Research shows that a slight majority of Americans believe religion can solve most of the world’s problems.
According to Gallup, 55 percent of Americans hold that view. Broken down by politics, 71 percent of Republicans and 47 percent of Democrats express that opinion. Protestants who attend church weekly are most likely to agree.
Justin Cox, a North Carolina youth minister, told Baptist News Global he hopes faith could tackle “issues surrounding sustainability and the environment” which “are rarely spoken from a pulpit.”
Divine intervention may be key to countering ecological decline given the Trump administration’s systemic dismantling of regulations protecting the environment. But Cox said the conversation belongs in religion, not politics.
“Topics such as global warming and organic farming have been wrongly categorized as being political in nature which has contributed to an apathetic view towards stewardship of creation,” Cox said in an email to BNG. “Instead of co-creating with God in this process, humanity has chased self-preservation and glorification, resulting in the eradication of certain species of plants and animals.”
There was a time when many more in the U.S. were optimistic about the ability of religion to solve important challenges.
“In 1957, a time of greater religious commitment in the United States, 82 percent believed that religion could answer all or most of the day’s problems,” Gallup said.
That’s the year the Soviet Union launched Sputnik, striking fear in the hearts of millions of Americans. The Suez Canal crisis also raged, pitting East versus West and raising the specter of conflagration in the Middle East.
In 2002, 66 percent of adults surveyed said religion could solve most of the world’s problems, Gallup reported.
The wounds of 9-11 were fresh at that time and war was ramping up in Afghanistan. The future seemed terrifying to many.
The all-time low for trust in religion came in 2015 with 51 percent, though “Americans’ views on religion’s relevance in answering problems have since stabilized” in the 53 percent to 55 percent range, the organization said.
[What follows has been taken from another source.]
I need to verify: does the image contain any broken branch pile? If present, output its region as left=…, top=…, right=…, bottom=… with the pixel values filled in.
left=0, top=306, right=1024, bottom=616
Despite the flagging trust in faith, its role could be crucial in ending the human tendency to dismiss different people as “others,” said Scarlette Jasper, Cooperative Baptist field personnel and executive director of Olive Branch Ministries in Somerset, Kentucky.
“I would like to see religion solve the issue of ‘othering,’” Jasper told BNG. “When we don’t see people through God’s eyes, then we are not loving people as God has intended us to love each other.”